El banquete celestial de Daniel Ray-Pollock

Un libro de relatos y una novela fueron suficientes para situar a Donald Ray Pollock como excelso heredero de los autores del gótico sureño, o, mejor, como eslabón inesperado y mordaz entre los clásicos del difuso género y sus renovadores. De hecho, en El diablo a todas horas, su otra novela, podíamos encontrar tanto la idea de redención de Flannery O’Connor como la violencia explícita de Cormac MacCarthy. Personajes como el niño inmerso en una religiosidad compulsiva que no entiende, el predicador alucinado y sin escrúpulos, o los fenómenos de feria, aparecían allí caricaturizados junto a otros de más reciente inclusión en el canon, como los asesinos en serie o los corruptos representantes del orden.

La transición entre ambas aproximaciones a la misma tradición literaria se hacía evidente en la parte final del texto, cuando Pollock, redoblando su tono cáustico, pasaba de recrear elementos característicos a sumergirse de lleno en un delirante thriller con soporte de road movie.

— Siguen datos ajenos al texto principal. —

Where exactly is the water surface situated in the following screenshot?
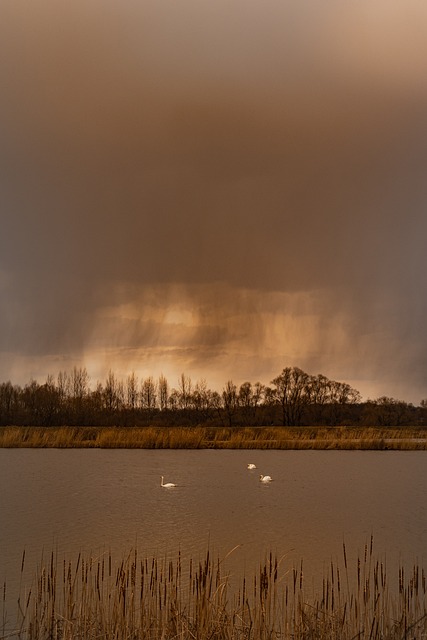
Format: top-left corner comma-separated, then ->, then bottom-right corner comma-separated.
0,449 -> 425,607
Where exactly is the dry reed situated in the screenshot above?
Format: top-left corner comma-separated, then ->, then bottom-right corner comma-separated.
2,540 -> 427,640
1,425 -> 427,450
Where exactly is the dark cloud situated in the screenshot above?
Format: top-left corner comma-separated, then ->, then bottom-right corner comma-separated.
1,1 -> 427,401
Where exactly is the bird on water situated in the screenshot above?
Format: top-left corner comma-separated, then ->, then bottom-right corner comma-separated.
161,476 -> 176,488
259,474 -> 272,483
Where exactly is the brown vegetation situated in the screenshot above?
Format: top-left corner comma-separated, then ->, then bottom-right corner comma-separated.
1,425 -> 427,449
4,540 -> 427,639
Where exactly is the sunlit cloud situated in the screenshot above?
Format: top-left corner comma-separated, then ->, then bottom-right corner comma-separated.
1,0 -> 426,403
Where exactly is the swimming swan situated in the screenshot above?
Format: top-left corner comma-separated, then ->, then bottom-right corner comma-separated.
247,463 -> 257,469
161,476 -> 176,488
259,474 -> 272,483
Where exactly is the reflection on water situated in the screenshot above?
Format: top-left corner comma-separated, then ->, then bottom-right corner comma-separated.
0,449 -> 426,610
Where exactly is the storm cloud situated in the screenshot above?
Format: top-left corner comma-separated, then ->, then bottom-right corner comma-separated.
1,1 -> 427,401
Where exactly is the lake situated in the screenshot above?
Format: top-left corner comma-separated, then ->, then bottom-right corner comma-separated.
0,449 -> 426,620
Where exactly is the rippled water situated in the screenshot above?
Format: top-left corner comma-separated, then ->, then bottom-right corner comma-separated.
1,448 -> 426,611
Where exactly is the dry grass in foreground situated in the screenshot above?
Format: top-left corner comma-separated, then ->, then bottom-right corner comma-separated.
2,540 -> 426,640
0,425 -> 427,450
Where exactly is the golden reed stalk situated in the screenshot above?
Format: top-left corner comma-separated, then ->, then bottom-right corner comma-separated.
1,425 -> 427,449
2,541 -> 426,639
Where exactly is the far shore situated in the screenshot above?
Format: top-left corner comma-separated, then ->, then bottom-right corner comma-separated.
1,425 -> 426,449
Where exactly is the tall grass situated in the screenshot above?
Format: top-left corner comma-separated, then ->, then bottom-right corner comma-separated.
0,425 -> 427,449
3,541 -> 427,639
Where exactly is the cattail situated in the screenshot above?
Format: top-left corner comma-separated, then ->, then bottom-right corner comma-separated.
6,545 -> 427,640
140,560 -> 145,600
357,557 -> 361,591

Y por esos derroteros transita su segunda novela, El banquete celestial, un western escatológico, pero no ya en la acepción trascendente del término, sino en la que remite, con toda intención, a residuos menos espirituales.

Porque el texto supura inmundicia física y moral, aunque los vapores que de aquella se desprenden quedan suavizados por los aires de comedia que dominan la narración, y por la empatía que el autor muestra con los personajes más desesperados, abrumados por la miseria y el más negro de los futuros.

Como los hermanos Jewett, explotados por un sanguinario terrateniente, a los que su padre prometía un banquete celestial en el otro mundo como compensación a las penurias pasadas en este. A la muerte de su progenitor, los tres hermanos, el mayor y más sensato con poco más de veinte años, el siguiente con graves limitaciones intelectuales y el menor, un adolescente violento y cínico, deciden no esperar a la otra vida para saciar su hambre acumulada y resuelven atracar el banco más próximo. La torpeza de sus sucesivas incursiones delictivas no mermará, sin embargo, la leyenda que irá rodeándoles ni la recompensa a la que aspiran sus perseguidores.

Una segunda línea argumental la protagoniza la familia Fiddler, casi en la ruina después de haber perdido sus ahorros en una estafa y con un hijo adolescente holgazán y alcoholizado. Cuando este desaparece, su padre decide ir a buscarlo al pueblo donde el Ejército ha instalado un campamento de instrucción para reclutas que partirán hacia la Gran Guerra europea.

Como era previsible, ambas líneas acabarán convergiendo, y será otro marginado que huye de la justicia, el negro Sugar, quien comience a entrelazarlas, cruzándose sucesivamente con el padre, con los hermanos y con sus perseguidores. Todo un entramado, pues, de episodios delirantes teñidos de humor negro que van dejando al descubierto la miserable naturaleza de unos y la terrible ingenuidad de otros.

Especial atención sigue prestando Pollock a sus abundantes secundarios: todos tiene un nombre y una historia, aunque solo aparezcan en un par de párrafos. Algunos entran y salen de escena tras ser dibujados con someras pinceladas, las suficientes para hacernos cargo de sus fracasos, sus obsesiones y sus tristes destinos. Otros tienen un mayor recorrido, como el teniente apasionado admirador de la Antigüedad clásica, que acabará descubriendo sus preferencias sexuales tras un primer y desastroso encuentro; o el solitario limpiador de letrinas ascendido por el Consistorio a inspector sanitario. Pero también el proxeneta que pretende rentabilizar la presencia de reclutas, o su guardaespaldas, frustrado en sus aspiraciones de entrar en una orden religiosa. Personajes desorientados que se contraponen a los despiadados detentadores del poder local, a alguaciles y fiscales corruptos, e incluso, de nuevo, a un asesino en serie: una fauna grotesca representativa de todos los vicios y locuras de la América más profunda.